We must subtract off the number of solutions in which one or more of the variables has a value greater than 3. We will need to use PIE because counting the number of solutions for which each of the five variables separately are greater than 3 counts solutions multiple times. Here is what we get:

Total solutions: \({17 \choose 4}\text{.}\)
Solutions where \(x_1 > 3\text{:}\) \({13 \choose 4}\text{.}\) Give \(x_1\) 4 units first, then distribute the remaining 9 units to the 5 variables.
Solutions where \(x_1 > 3\) and \(x_2 > 3\text{:}\) \({9 \choose 4}\text{.}\) After you give 4 units to \(x_1\) and another 4 to \(x_2\text{,}\) you only have 5 units left to distribute.
Solutions where \(x_1 > 3\text{,}\) \(x_2 > 3\) and \(x_3 > 3\text{:}\) \({5 \choose 4}\text{.}\)
Solutions where \(x_1 > 3\text{,}\) \(x_2 > 3\text{,}\) \(x_3 > 3\text{,}\) and \(x_4 > 3\text{:}\) 0.

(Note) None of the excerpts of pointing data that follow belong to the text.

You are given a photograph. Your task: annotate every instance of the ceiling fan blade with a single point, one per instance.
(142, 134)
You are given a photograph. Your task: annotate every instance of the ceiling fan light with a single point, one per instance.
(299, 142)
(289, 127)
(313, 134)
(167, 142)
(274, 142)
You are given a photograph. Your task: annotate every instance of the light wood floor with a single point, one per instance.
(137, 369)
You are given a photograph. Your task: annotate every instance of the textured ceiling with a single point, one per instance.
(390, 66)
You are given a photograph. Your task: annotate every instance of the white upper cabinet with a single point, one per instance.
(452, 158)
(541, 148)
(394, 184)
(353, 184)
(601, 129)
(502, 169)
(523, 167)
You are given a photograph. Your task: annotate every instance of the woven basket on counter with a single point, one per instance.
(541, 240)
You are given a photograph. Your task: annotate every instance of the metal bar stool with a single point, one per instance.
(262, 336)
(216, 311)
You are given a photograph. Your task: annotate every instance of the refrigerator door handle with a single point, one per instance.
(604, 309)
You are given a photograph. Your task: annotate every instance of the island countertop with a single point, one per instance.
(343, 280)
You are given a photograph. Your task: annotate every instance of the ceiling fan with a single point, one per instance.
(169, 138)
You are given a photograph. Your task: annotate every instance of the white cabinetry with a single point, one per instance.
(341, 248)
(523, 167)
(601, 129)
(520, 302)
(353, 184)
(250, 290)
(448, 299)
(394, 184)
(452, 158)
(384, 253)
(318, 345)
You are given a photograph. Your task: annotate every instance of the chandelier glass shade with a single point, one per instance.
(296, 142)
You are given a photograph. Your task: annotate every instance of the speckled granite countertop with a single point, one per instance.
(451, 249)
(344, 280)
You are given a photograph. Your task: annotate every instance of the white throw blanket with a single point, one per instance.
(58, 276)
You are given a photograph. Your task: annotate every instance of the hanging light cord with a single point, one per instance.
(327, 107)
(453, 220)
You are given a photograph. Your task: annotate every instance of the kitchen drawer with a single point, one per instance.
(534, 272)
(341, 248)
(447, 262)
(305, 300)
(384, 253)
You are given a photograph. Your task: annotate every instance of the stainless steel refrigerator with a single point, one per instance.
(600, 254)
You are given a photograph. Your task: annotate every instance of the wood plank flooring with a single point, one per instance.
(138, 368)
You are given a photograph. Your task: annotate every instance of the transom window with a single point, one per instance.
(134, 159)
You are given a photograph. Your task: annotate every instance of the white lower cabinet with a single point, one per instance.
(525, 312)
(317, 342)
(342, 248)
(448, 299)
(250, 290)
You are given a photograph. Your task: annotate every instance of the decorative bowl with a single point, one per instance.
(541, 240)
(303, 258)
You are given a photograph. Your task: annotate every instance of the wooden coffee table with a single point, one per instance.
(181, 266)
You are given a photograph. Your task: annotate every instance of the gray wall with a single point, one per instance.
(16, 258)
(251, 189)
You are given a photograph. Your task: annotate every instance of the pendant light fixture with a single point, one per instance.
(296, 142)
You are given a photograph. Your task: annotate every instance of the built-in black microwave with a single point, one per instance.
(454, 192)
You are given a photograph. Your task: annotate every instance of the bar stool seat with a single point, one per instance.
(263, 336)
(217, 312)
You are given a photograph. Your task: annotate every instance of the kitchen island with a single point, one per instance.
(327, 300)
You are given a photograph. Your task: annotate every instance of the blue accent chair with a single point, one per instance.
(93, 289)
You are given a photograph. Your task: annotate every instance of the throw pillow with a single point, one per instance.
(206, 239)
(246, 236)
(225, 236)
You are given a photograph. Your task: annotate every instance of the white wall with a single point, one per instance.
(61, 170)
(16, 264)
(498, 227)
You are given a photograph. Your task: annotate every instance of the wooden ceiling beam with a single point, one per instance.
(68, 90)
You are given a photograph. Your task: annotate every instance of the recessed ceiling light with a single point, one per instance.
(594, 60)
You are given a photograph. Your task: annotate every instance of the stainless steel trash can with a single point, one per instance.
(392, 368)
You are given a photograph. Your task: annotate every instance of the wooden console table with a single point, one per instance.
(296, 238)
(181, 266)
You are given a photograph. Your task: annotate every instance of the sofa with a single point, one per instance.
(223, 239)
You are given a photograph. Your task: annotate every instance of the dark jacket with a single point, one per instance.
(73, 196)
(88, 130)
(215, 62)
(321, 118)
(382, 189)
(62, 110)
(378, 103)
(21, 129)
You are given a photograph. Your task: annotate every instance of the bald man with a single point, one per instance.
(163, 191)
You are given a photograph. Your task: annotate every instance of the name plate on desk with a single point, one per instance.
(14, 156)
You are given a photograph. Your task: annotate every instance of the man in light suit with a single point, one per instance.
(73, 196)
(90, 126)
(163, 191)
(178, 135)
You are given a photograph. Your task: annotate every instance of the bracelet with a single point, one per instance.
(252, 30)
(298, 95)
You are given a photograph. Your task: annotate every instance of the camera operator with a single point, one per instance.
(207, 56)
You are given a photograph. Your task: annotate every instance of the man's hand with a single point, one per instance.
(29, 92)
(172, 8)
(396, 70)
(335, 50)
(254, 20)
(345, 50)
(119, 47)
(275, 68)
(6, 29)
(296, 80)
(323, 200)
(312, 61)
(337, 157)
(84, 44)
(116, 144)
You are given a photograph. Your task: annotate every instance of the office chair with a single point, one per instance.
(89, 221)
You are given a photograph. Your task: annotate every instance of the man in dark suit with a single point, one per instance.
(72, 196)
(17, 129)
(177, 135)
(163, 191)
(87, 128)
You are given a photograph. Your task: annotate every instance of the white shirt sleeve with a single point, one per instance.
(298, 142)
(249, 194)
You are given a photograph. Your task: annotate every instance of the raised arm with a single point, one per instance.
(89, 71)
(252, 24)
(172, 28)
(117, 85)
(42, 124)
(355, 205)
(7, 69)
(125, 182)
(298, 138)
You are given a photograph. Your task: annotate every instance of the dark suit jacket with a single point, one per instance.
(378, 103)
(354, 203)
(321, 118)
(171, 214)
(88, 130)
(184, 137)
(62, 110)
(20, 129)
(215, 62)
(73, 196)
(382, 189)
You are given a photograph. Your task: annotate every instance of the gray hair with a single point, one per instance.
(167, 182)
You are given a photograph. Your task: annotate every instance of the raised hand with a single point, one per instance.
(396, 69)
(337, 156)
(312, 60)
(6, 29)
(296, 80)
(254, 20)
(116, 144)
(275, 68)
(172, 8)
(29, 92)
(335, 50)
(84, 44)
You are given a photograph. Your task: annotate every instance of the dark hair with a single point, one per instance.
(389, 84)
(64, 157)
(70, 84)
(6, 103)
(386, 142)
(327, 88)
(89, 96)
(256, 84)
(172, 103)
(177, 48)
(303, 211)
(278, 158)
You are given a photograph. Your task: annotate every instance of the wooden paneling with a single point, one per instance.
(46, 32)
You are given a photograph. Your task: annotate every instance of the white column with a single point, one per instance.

We also need to account for the fact that we could choose any of the five variables in the place of \(x_1\) above (so there will be \({5 \choose 1}\) outcomes like this), any pair of variables in the place of \(x_1\) and \(x_2\) (\({5 \choose 2}\) outcomes) and so on. It is because of this that the double counting occurs, so we need to use PIE. All together we have that the number of solutions with \(0 \le x_i \le 3\) is

\begin{equation*} {17 \choose 4} - \left[{5\choose 1}{13 \choose 4} - {5 \choose 2}{9 \choose 4} + {5 \choose 3}{5 \choose 4}\right] = 15\text{.} \end{equation*}